Le paysage dépeint une large rivière s’épanchant d’une extrémité à l’autre des paravents entre des berges doucement vallonnées. Ce paravent présente l’un de ces "lieux célèbres" ou meishoillustrés depuis l’époque Heian.
La roue à eau, les nasses de pêcheurs, et les flots argentés de la rivière permettent l’identification de la rivière d’Uji. Une série d’éventails, emportés par le courant de la rivière, ponctuent le dessin régulier des vagues successives et contrastent, par la vivacité et l’opacité de leur coloris, avec les tonalités assourdies de la poudre d’argent oxydée. Par les concours de composition poétique qu’ils évoquent, et les décors autonomes qu’ils présentent, ils suggèrent le climat littéraire de l’époque Heian. La rareté de cette association thématique ajoute au caractère exceptionnel de ces paravents. L’ampleur de la composition sur fond de feuilles d’or, à la puissance mêlée de somptuosité, est caractéristique du style pictural qui s’imposa au cours de l’époque Momoyama (1573-1603) et au début de l’époque d’Edo (1603-1868).
De tels paravents sont à partir du 16ème siècle parmi les supports favoris de la peinture japonaise. Conçus traditionnellement par paire, ils cloisonnaient les espaces intérieurs tout en apparaissant comme de véritables créations picturales, exprimant souvent la quintessence de l’esthétique d’une époque.

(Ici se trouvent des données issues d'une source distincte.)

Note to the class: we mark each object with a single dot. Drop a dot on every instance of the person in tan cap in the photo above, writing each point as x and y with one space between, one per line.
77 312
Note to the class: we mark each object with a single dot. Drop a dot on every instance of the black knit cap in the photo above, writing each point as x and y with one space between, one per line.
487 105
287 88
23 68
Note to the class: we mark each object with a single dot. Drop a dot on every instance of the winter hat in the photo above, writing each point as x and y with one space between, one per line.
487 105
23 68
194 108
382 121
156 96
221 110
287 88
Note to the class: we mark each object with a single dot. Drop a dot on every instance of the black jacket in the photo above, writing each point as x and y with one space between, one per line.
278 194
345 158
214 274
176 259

Ici, le contraste entre une composition simple et la peinture minutieuse de chaque éventail annonce un vocabulaire novateur propre aux temps modernes d’Edo et permet de situer assez précisément cette œuvre dans le temps. Elle semble en effet suivre de peu l’épanouissement du style de Sôtatsu des années 1620-1640. Cette œuvre passéiste autant que novatrice transcende la nostalgie des citations littéraires omniprésentes par la vitalité de l’interprétation stylistique, et porte en elle une large part de la modernité des 17ème et 18ème siècles.